Elle se fourra sous sa couette, enfouit son visage dans son oreiller bordé de dentelle et se prépara à rêver que la rentrée était déjà arrivée… pour se redresser à nouveau presque aussitôt. Le raclement avait recommencé à la fenêtre, mais il y avait quelque chose de vaguement inquiétant dans la façon dont il s'était étiré.
La vitre était couverte de givre, mais à travers cette dentelle irisée, Bethany distingua une branche qui avait la forme d'une longue main décharnée.
Elle frissonna, remonta l'édredon rose sur son nez sans quitter la fenêtre des yeux.
Ses iris s'écarquillèrent, épouvantés, en voyant la croisée coulisser lentement. La branche pénétra à l'intérieur et Bethany, pétrifiée, entendit un souffle rauque qui la glaça.
Une longue ombre se déplia sur la moquette, vêtue d'une cape déchirée et coiffée d'un capuchon au fond duquel on ne voyait rien.
La petite fille restait figée, muette. Son cœur affolé tambourinait dans sa poitrine et ses pensées tourbillonnaient dans sa tête comme aspirées par l'écoulement d'un robinet.
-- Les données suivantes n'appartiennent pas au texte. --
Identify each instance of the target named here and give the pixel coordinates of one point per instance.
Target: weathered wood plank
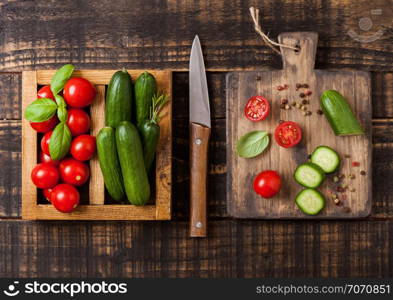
(44, 34)
(233, 249)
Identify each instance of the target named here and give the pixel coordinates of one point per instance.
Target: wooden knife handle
(199, 143)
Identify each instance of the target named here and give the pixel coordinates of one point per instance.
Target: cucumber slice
(339, 114)
(309, 175)
(310, 201)
(326, 158)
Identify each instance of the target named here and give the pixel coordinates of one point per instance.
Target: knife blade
(200, 124)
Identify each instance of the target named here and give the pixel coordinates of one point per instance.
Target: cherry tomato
(78, 121)
(47, 193)
(45, 142)
(79, 92)
(47, 159)
(65, 197)
(83, 147)
(257, 109)
(267, 183)
(44, 176)
(45, 126)
(288, 134)
(45, 92)
(73, 171)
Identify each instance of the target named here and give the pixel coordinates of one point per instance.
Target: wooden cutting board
(298, 67)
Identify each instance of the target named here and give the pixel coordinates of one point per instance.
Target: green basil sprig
(61, 108)
(252, 144)
(40, 110)
(60, 78)
(60, 141)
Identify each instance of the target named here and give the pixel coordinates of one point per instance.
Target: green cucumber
(129, 149)
(339, 114)
(326, 158)
(309, 175)
(145, 89)
(150, 135)
(310, 201)
(109, 163)
(118, 106)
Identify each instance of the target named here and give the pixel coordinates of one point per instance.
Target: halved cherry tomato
(47, 159)
(267, 183)
(44, 176)
(45, 126)
(78, 121)
(288, 134)
(47, 193)
(83, 147)
(65, 197)
(79, 92)
(73, 171)
(257, 109)
(45, 142)
(45, 92)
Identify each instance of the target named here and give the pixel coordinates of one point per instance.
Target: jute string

Peur. Douleur. Désespoir. Vide.
Si elle avait réussi à bouger, elle aurait étranglé un sanglot, fermé les yeux de toutes ses forces. Mais elle ne le pouvait pas, hypnotisée, punaisée dans son lit.
De la glace étoila la moquette, frangea les meubles en scintillant dans l'obscurité. La rose noircit, ses pétales se recroquevillèrent.
La forme se rapprochait. Une main décharnée s'étendit sur la couette, dégageant une horrible odeur de pourriture et le capuchon s'inclina sur l'enfant avec une affreuse aspiration.
Le cri de Bethany mourut avant de pouvoir être entendu.
Et sur son petit secrétaire, la lettre entrouverte se consuma silencieusement, jusqu'à n'être plus qu'un tout petit tas de cendres.